Mucbook: Es gibt immer mehr Formate wie die blickfang. Hast du nach sechzehn Jahren blickfang das Gefühl, dass die Leute wieder mehr Wert auf individuelles Design legen?
Jennifer: Der Trend ist auf jeden Fall erkennbar. Davon profitieren wir alle in der Branche. Ich würde aber nicht sagen, dass die blickfang WIE andere Formate ist. Wir unterscheiden uns dadurch, dass wir sehr hohe Ansprüche an Qualität und Design setzen.
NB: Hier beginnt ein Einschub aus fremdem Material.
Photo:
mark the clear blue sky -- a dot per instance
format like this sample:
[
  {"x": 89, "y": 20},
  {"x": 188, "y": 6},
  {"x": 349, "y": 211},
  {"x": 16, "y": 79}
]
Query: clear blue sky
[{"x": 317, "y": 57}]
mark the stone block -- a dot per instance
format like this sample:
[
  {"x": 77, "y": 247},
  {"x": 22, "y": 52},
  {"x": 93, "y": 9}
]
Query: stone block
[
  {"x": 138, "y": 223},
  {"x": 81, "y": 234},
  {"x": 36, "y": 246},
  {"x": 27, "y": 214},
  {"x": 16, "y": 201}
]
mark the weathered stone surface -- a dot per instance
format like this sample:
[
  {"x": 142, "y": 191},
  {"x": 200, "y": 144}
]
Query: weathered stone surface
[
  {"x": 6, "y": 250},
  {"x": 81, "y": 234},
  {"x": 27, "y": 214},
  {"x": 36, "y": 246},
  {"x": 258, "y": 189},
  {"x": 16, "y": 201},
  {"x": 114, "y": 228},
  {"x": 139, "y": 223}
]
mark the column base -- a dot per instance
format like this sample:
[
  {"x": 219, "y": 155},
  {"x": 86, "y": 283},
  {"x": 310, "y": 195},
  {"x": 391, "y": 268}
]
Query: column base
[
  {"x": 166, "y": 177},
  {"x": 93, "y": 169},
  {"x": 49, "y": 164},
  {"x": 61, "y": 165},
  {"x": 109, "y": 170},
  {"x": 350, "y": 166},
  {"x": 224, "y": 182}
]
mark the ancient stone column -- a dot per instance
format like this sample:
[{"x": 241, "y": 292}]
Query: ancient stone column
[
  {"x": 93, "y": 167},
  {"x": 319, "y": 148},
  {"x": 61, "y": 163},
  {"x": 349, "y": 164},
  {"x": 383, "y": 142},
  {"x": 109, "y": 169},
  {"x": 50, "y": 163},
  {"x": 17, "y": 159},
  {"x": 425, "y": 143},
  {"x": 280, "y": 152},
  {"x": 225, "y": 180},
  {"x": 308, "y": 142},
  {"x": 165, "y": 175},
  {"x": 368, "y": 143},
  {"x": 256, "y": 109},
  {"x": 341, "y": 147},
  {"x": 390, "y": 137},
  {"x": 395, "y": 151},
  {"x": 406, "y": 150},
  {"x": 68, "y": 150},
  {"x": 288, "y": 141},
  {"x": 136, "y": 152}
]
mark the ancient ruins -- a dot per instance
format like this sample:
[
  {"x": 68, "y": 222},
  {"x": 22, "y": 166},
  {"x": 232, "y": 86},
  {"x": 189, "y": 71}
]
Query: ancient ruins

Als kuratierte Ausstellung setzen wir Maßstäbe, die in der Branche einzigartig sind und den besonderen Reiz der blickfang ausmachen. Jeder Designer, der sich hier präsentiert, wurde vorher von einer professionellen Jury ausgewählt.
Mucbook: Die Produkte auf der blickfang sind meist im oberen Segment angesiedelt. Wendet ihr euch speziell an eine solvente Zielgruppe?
Jennifer: Das blickfang Preis Level ist sicher etwas anderes. Das muss man ganz ehrlich sagen. Die Produkte die wir zeigen, kommen aus Kleinst- und Kleinserien, die Materialien werden regional bezogen, die Produktion findet in Europa statt. Hier hängen eine Menge von Faktoren an, die am Ende die Wertigkeit dieser Produkte zum Ausdruck bringen.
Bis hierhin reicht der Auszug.